How many of you have children or grandchildren who are graduating in the last weeks of June or the beginning of July? I ask because from Thursday to today (Saturday) there have been six unrelated kidnappings of graduates on vacation or in their cities. The situation has become desperate. Organized crime is looking for younger, healthier, and educated recruits to do their dirty work, sex trafficking, and organ harvesting.
There are 40 people in this photograph holding a picture of their missing family member. Multiply this picture times 3250, and that gives the magnitude of this tragedy.
Imagine if this were to happen in your family? I put AI to work regarding the madres buscadoras, and this is what I found. It is concurrent with my own research, albeit more in-depth. My issue is that the government's methods for searching and returning bodies or remains, in most cases, have had little to no results. In fact, the madres buscadoras were invited to work around the area that encompasses the investigation into the kidnapping and death of Nancy Guthrie because they have become very good at finding bodies.
The government conducts field searches, but they operate differently than the collectives of "searching mothers." While families often head into the field motivated by anonymous tips and using their own resources, authorities follow a legal and inter-institutional protocol. The work of the National Search Commission (CNB) and local commissions in the field is structured around the following dynamics: coordinated field searches and use of specialists, unlike families who use improvised tools like "T-rods". Official brigades include archaeologists, forensic anthropologists, forensic experts, and geologists who utilize technology such as drones or ground-penetrating radar.
Official searches are carried out with the deployment of security forces—such as the National Guard, the Secretariat of National Defense (SEDENA), and local police—to secure the perimeter in high-risk areas. Often, the CNB and local prosecutor's offices organize field search operations alongside the mothers' collectives, focusing on locations previously mapped out by the families.
Despite the existence of these government brigades, organizations like Amnesty International and media outlets report that institutional capacity is often overwhelmed by the country's forensic crisis. There are currently 72,000 cadavers or parts thereof, sitting in morgues around the country awaiting identification. Frequently, it is civil collectives that first locate clandestine graves and subsequently notify the government so that the relevant prosecutor's office can arrive to officially recover and secure the human remains.
The Guardia Nacional and the Mexican Army (SEDENA) act primarily as a militarized security shield for local forensic experts and state prosecutors during exhumations. For example, in massive recent joint sweeps by State Prosecutors and the Guardia Nacional in northern regions like Chihuahua, security forces successfully protected forensic teams extracting 73 bodies from clandestine graves in a single month. The government has prioritized creating structural forensic hubs. They have completed specialized regional centers for human identification and temporary body storage units in heavily impacted states like Tamaulipas, Jalisco, Sinaloa, and Coahuila to process the high volume of human remains recovered during Guardia-escorted operations. Independent monitoring platforms like the Plataforma Ciudadana de Fosas(mass graves) and human rights entities like Amnesty International highlight serious discrepancies in the government's claimed results.
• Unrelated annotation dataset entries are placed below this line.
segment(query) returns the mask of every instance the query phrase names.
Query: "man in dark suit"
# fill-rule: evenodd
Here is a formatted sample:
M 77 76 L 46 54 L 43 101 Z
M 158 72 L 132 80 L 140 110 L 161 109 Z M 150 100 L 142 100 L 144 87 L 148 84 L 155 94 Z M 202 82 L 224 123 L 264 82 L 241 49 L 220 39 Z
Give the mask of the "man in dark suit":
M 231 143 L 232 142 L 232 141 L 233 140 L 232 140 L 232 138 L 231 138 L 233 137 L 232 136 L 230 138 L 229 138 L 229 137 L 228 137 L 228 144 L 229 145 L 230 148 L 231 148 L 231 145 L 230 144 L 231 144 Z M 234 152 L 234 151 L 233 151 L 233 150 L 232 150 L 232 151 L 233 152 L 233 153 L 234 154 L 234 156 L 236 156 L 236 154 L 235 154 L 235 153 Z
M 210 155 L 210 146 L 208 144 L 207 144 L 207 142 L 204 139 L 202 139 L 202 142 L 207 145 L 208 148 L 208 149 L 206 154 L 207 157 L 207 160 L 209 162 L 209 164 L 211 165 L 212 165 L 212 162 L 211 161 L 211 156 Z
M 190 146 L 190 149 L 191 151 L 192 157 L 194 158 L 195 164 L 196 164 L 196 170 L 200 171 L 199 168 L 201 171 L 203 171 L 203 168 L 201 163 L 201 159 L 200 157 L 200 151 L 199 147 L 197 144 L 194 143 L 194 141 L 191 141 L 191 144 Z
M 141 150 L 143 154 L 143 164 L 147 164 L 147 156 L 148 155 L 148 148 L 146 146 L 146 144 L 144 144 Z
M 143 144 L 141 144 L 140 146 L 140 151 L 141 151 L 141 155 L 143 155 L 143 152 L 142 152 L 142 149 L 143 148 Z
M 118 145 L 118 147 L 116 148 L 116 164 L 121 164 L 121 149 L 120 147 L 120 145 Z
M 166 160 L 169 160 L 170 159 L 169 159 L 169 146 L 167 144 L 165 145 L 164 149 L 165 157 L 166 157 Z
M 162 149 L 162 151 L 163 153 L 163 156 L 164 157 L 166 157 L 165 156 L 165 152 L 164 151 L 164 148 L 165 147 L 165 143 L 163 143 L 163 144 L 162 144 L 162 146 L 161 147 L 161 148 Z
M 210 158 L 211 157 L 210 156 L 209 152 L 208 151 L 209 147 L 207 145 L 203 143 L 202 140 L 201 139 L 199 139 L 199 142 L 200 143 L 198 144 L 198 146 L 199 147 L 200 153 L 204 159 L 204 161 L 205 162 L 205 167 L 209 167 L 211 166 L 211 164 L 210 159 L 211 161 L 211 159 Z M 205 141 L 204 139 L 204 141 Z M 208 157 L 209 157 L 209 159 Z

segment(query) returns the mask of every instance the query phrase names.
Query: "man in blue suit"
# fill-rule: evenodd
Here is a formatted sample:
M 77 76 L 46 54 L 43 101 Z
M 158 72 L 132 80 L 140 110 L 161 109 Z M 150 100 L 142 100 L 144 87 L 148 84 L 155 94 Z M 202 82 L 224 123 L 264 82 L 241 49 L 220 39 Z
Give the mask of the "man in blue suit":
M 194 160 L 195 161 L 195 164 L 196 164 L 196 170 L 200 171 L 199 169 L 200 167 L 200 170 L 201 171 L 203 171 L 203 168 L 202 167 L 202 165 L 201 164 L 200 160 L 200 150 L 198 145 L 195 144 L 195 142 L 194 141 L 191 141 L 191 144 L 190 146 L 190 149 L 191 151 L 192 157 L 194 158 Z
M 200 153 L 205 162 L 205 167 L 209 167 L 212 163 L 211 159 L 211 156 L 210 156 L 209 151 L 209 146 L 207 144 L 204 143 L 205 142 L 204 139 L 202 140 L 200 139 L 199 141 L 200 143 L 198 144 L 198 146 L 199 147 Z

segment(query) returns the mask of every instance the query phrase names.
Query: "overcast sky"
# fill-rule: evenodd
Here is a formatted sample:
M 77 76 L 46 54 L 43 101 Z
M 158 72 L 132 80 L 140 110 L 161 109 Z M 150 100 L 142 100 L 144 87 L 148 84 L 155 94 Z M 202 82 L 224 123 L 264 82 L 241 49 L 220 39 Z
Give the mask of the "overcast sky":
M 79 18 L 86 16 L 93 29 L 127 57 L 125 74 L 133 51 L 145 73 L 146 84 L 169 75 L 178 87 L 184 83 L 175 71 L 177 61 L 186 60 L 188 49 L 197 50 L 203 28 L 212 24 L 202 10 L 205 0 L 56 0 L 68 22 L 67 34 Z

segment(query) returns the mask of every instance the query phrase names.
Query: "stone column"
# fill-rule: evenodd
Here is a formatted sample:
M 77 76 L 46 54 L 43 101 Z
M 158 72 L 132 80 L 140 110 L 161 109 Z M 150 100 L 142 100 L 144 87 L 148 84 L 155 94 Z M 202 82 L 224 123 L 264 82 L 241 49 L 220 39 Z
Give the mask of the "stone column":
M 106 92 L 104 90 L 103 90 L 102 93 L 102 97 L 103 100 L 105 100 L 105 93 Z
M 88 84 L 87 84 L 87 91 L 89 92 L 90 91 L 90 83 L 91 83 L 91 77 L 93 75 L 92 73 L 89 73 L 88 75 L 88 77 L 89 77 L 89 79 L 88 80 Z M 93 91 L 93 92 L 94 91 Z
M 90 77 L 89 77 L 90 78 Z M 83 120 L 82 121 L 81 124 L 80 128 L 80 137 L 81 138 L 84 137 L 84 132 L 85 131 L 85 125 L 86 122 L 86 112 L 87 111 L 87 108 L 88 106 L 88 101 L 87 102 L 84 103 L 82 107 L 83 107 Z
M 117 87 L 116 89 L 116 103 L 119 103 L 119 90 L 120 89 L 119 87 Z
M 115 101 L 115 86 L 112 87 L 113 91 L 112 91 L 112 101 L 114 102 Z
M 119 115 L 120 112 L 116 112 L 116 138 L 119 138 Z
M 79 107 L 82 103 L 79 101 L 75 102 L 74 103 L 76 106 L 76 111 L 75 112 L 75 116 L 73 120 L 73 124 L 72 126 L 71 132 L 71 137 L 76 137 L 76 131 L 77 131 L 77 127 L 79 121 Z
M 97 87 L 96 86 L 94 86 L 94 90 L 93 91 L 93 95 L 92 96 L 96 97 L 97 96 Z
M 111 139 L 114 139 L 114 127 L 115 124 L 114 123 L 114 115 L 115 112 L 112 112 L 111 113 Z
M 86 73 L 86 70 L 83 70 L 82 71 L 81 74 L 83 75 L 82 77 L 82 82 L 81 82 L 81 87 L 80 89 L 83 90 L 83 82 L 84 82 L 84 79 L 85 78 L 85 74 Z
While state-level prosecutors report thousands of graves, federal tracking often undercounts them. Civil tracking platforms frequently note that the government's official numbers are much lower than the actual totals published daily by independent media and civilian searchers. Most of the graves officially "recovered" under the protection of the Guardia Nacional were actually first discovered and physically excavated by the mothers' collectives. Family organizations heavily criticize the state for taking statistical credit for discoveries that civilians achieved through their own dangerous fieldwork.
As of today, over 30 madres buscadoras and other participants have been murdered by organized crime upon discovery of mass graves. This issue is not being taken seriously. Comments include the comparative aspect of the issue. For example, someone will quote the high number of missing persons in the U.S., not knowing that 85 to 91% of those missing are actually found. Most of those cases are family-related, where one spouse takes off with the child or a runaway case.
How does this affect you? Probably not much at all. Why is it so important to all of us? Because as RVers, tourists, and expats, we are supporting a country and a regime that has done little to nothing to end the tragedy. I find it interesting that some tourists who regularly visit Mexico have decided to make the trip by air to avoid travel through the U.S. during the North American political conflict. I guess that doesn't compare or measure up to the war that is being waged in Mexico, including the disappearance of our children. I'm not pointing fingers but solely making a point of how desperate the situation has become and how little attention it is receiving from Canada, the U.S., and the United Nations.
Send letters or emails to your embassy and to Mexican consulates, letting them know how you may feel about this.